AI Safety

Inputs, outputs, and valued outcomes

A viral framework explains why AI agents and knowledge workers often fail to create real value.

Deep Dive

A thought-provoking post by Kaj Sotala on the LessWrong forum has gone viral by offering a crucial framework for understanding work in the age of AI. The piece, based on conversations with Jukka Tykkyläinen and Kimmo Nevanlinna, breaks down any job into three components: inputs (time and resources spent), outputs (the immediate, measurable results), and valued outcomes (the true purpose or value created). For routine jobs like digging a tunnel, these three are tightly coupled. However, for knowledge work—and by extension, the tasks we assign to AI agents and LLMs—the link between outputs and valued outcomes becomes dangerously weak.

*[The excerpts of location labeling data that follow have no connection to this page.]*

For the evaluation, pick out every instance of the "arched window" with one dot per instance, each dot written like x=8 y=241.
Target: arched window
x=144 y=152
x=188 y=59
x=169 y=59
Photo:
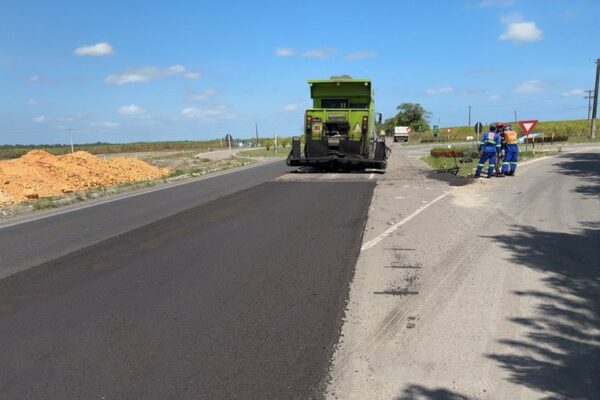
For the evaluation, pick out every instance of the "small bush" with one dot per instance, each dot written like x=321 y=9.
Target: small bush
x=459 y=151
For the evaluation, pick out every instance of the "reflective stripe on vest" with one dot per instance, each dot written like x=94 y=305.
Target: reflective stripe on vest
x=510 y=137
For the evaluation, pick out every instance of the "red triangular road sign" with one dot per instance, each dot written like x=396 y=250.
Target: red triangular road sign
x=528 y=125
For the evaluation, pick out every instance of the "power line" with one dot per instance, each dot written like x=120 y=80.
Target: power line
x=595 y=109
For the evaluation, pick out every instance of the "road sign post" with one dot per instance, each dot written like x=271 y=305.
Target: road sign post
x=527 y=127
x=478 y=129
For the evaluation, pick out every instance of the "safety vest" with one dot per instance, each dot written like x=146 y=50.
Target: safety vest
x=510 y=137
x=489 y=138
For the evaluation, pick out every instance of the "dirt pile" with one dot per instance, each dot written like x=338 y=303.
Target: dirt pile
x=39 y=174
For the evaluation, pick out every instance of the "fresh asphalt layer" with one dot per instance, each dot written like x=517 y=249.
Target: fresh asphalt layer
x=237 y=298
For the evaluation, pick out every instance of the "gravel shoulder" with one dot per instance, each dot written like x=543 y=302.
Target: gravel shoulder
x=479 y=290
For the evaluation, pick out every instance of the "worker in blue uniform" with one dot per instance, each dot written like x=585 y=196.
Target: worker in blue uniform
x=489 y=147
x=511 y=151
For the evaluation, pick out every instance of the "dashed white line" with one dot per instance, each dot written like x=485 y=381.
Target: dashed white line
x=397 y=225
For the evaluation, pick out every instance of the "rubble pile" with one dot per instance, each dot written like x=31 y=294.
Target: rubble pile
x=40 y=174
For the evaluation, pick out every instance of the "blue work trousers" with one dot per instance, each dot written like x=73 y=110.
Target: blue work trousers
x=509 y=164
x=490 y=157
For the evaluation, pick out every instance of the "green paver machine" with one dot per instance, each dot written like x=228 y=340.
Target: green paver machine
x=339 y=130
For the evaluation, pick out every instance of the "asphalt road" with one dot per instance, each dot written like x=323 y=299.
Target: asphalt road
x=238 y=298
x=485 y=290
x=62 y=231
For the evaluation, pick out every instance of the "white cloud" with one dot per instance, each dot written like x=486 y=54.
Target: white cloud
x=106 y=124
x=131 y=109
x=95 y=50
x=360 y=54
x=440 y=90
x=192 y=75
x=208 y=93
x=496 y=3
x=290 y=107
x=530 y=86
x=220 y=111
x=284 y=52
x=574 y=92
x=318 y=53
x=175 y=69
x=520 y=32
x=144 y=74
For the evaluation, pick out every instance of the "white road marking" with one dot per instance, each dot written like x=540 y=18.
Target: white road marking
x=397 y=225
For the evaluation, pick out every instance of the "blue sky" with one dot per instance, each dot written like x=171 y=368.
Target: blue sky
x=122 y=71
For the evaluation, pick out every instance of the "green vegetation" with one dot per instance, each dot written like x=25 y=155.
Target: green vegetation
x=575 y=130
x=467 y=160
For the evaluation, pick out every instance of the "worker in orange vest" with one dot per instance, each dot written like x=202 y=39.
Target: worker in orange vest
x=511 y=151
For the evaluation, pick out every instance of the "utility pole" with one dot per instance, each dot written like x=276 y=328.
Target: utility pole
x=71 y=138
x=256 y=129
x=589 y=98
x=595 y=109
x=469 y=115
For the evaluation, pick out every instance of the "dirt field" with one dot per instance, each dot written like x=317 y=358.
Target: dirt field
x=40 y=174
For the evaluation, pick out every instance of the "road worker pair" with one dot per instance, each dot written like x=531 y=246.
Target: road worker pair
x=511 y=151
x=489 y=147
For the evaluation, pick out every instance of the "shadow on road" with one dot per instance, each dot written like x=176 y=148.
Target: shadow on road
x=560 y=354
x=585 y=166
x=414 y=392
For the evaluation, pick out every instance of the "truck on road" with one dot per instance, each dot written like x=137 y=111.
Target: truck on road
x=339 y=129
x=401 y=133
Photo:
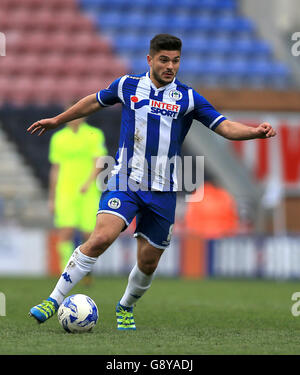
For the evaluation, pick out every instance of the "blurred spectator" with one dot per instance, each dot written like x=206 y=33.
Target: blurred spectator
x=73 y=194
x=215 y=216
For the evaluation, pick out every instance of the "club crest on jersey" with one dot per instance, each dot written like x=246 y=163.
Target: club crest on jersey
x=157 y=107
x=114 y=203
x=175 y=94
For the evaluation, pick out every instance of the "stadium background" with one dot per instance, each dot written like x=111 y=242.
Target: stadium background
x=238 y=54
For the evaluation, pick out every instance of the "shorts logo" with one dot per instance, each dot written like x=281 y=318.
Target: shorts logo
x=114 y=203
x=175 y=94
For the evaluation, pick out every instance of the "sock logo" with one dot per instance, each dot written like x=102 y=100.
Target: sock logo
x=67 y=277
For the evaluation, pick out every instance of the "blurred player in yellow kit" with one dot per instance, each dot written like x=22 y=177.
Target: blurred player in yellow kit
x=73 y=194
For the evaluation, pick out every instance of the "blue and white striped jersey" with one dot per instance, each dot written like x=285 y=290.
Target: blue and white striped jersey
x=154 y=124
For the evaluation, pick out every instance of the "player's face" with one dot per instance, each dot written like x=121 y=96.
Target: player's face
x=164 y=66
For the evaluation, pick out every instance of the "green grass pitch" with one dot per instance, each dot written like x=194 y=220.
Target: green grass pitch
x=176 y=316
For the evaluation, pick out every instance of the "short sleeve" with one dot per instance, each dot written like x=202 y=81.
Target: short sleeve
x=55 y=153
x=110 y=95
x=206 y=113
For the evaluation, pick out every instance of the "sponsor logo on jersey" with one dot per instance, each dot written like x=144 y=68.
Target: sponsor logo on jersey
x=114 y=203
x=175 y=94
x=157 y=107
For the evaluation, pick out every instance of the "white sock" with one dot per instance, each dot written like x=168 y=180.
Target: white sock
x=78 y=266
x=138 y=284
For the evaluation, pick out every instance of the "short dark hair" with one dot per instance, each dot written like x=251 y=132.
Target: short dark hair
x=164 y=42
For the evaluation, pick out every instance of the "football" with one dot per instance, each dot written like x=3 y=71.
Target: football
x=78 y=314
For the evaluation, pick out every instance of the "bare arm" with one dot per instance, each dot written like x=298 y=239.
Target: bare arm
x=82 y=108
x=239 y=132
x=92 y=177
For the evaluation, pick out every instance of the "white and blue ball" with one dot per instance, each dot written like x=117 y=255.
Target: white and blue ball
x=78 y=314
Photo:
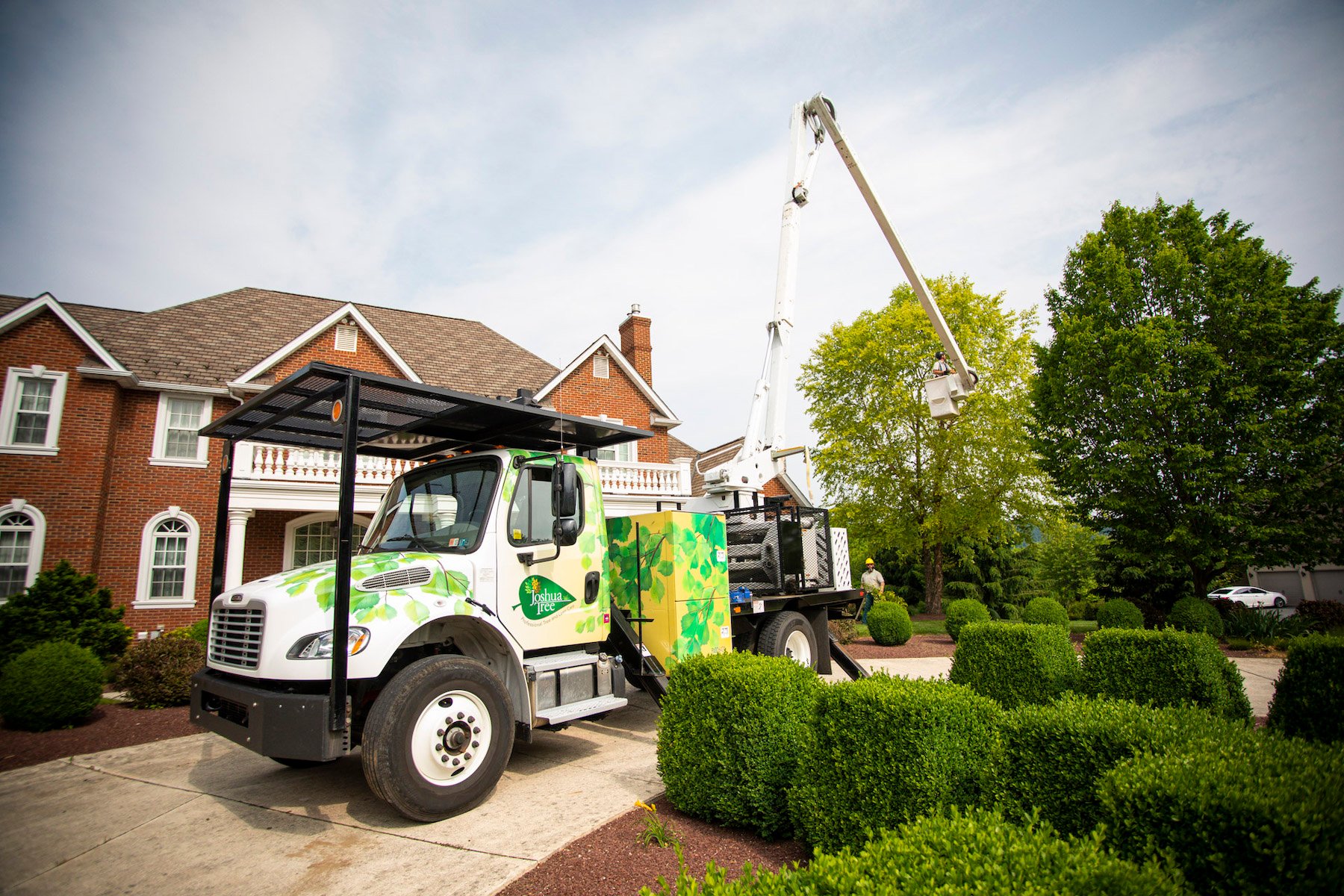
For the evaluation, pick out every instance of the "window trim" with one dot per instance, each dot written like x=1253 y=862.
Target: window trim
x=147 y=561
x=10 y=410
x=158 y=457
x=40 y=536
x=322 y=516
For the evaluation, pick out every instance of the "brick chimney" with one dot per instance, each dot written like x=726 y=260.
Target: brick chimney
x=636 y=344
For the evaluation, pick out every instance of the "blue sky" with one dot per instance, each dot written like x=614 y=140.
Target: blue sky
x=542 y=166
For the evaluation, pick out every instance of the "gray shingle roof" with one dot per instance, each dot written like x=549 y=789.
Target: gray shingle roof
x=214 y=340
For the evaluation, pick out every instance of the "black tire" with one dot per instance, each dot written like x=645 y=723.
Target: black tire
x=438 y=738
x=300 y=763
x=789 y=635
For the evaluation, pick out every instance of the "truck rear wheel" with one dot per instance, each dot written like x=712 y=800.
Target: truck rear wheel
x=789 y=635
x=438 y=738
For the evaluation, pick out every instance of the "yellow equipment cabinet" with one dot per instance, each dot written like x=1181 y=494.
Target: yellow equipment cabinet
x=671 y=570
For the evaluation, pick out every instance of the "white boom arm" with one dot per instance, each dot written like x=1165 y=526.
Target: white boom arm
x=761 y=455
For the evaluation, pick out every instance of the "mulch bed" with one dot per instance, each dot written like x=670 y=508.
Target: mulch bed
x=611 y=860
x=109 y=727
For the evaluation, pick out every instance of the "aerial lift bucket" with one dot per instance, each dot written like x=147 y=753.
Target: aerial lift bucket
x=942 y=395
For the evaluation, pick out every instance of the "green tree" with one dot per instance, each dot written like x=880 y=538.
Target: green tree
x=62 y=605
x=1065 y=561
x=898 y=477
x=1189 y=401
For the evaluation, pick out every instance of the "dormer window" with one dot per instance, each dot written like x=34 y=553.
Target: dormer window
x=347 y=337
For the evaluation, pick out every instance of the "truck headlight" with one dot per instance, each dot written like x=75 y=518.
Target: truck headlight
x=319 y=647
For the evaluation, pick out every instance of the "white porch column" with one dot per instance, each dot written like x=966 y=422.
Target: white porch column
x=237 y=539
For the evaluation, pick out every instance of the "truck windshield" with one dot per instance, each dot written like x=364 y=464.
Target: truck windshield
x=441 y=508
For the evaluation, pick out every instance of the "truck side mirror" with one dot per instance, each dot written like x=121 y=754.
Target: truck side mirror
x=564 y=532
x=564 y=491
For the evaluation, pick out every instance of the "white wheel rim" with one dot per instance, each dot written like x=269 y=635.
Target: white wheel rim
x=796 y=648
x=450 y=738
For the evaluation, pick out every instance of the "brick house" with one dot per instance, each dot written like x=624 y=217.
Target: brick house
x=101 y=465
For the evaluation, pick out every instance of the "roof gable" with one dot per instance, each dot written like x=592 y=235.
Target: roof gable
x=320 y=327
x=49 y=302
x=605 y=343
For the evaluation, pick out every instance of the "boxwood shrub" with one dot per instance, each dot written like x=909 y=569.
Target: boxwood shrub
x=953 y=852
x=1120 y=615
x=1310 y=695
x=730 y=735
x=1236 y=815
x=52 y=685
x=889 y=623
x=1163 y=668
x=1015 y=662
x=887 y=750
x=960 y=613
x=158 y=673
x=1046 y=612
x=1053 y=756
x=1195 y=615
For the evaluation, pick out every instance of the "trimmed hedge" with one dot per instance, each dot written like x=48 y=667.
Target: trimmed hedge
x=1015 y=662
x=1120 y=615
x=1195 y=615
x=158 y=673
x=889 y=623
x=972 y=852
x=52 y=685
x=1053 y=756
x=62 y=605
x=886 y=750
x=1046 y=612
x=1164 y=669
x=730 y=736
x=961 y=613
x=1236 y=815
x=1310 y=695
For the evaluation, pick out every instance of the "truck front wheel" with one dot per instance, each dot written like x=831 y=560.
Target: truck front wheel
x=438 y=738
x=789 y=635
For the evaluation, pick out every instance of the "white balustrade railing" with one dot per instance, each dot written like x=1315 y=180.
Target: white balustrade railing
x=280 y=464
x=635 y=477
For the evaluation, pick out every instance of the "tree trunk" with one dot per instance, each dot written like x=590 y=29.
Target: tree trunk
x=933 y=579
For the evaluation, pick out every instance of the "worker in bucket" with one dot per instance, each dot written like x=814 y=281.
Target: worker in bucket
x=873 y=583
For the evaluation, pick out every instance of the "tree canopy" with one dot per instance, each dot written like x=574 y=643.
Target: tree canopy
x=900 y=479
x=1189 y=401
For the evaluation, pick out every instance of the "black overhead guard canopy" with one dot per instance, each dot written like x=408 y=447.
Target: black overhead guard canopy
x=403 y=420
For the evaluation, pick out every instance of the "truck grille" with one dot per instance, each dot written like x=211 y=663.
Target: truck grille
x=235 y=635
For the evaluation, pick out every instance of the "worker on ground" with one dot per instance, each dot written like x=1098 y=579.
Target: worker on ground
x=873 y=583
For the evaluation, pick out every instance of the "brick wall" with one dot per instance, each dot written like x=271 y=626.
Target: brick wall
x=617 y=396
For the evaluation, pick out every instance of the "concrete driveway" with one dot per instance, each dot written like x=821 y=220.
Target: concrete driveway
x=202 y=815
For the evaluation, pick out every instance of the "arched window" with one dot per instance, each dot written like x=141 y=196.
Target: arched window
x=23 y=531
x=312 y=539
x=168 y=561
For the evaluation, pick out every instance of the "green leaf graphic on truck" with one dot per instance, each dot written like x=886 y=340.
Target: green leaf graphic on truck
x=539 y=597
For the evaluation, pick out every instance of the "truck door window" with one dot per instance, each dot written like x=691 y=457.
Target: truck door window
x=440 y=509
x=530 y=519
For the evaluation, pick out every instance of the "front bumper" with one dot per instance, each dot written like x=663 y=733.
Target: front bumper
x=290 y=726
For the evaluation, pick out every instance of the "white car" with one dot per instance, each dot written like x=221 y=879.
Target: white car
x=1249 y=597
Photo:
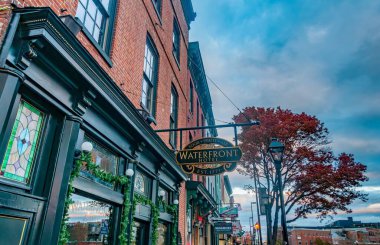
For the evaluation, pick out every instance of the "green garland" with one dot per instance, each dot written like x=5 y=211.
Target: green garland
x=128 y=207
x=85 y=161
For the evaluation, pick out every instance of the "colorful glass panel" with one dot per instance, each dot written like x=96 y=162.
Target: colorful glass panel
x=22 y=145
x=140 y=183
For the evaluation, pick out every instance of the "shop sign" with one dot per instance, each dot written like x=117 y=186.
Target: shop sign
x=223 y=227
x=229 y=212
x=209 y=156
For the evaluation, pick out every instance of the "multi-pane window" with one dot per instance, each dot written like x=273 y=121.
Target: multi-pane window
x=176 y=40
x=165 y=197
x=162 y=232
x=157 y=6
x=197 y=113
x=149 y=77
x=191 y=97
x=89 y=221
x=22 y=146
x=173 y=116
x=95 y=14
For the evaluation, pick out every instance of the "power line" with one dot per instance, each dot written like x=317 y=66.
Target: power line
x=224 y=94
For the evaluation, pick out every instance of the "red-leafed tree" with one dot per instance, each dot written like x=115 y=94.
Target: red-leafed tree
x=315 y=181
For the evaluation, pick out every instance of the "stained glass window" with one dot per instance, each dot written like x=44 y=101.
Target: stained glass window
x=22 y=145
x=140 y=183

Sotala argues this decoupling leads directly to Goodhart's Law, where a metric (outputs) becomes a target and ceases to be a good measure of true success (valued outcomes). In research, this manifests as rewarding paper count over genuine discovery. For AI, it means optimizing for token generation or task completion metrics rather than whether the AI's actions achieve a user's real-world goal. The framework provides a vital lens for developers building AI agents, prompting them to design systems that are evaluated and rewarded based on true outcomes, not just intermediate outputs. It also serves as a warning for professionals using AI tools, urging a focus on the ultimate value created rather than mere activity or volume.

Key Points
  • The framework defines work through Inputs (time/resources), Outputs (immediate results), and Valued Outcomes (true purpose).
  • In knowledge work and AI, Outputs and Valued Outcomes become weakly linked, creating misaligned incentives.
  • This leads to Goodhart's Law, where optimizing for measurable outputs (like paper count or AI task completion) actively destroys real value.

Why It Matters

This framework is essential for designing and evaluating AI agents to ensure they create real-world value, not just activity.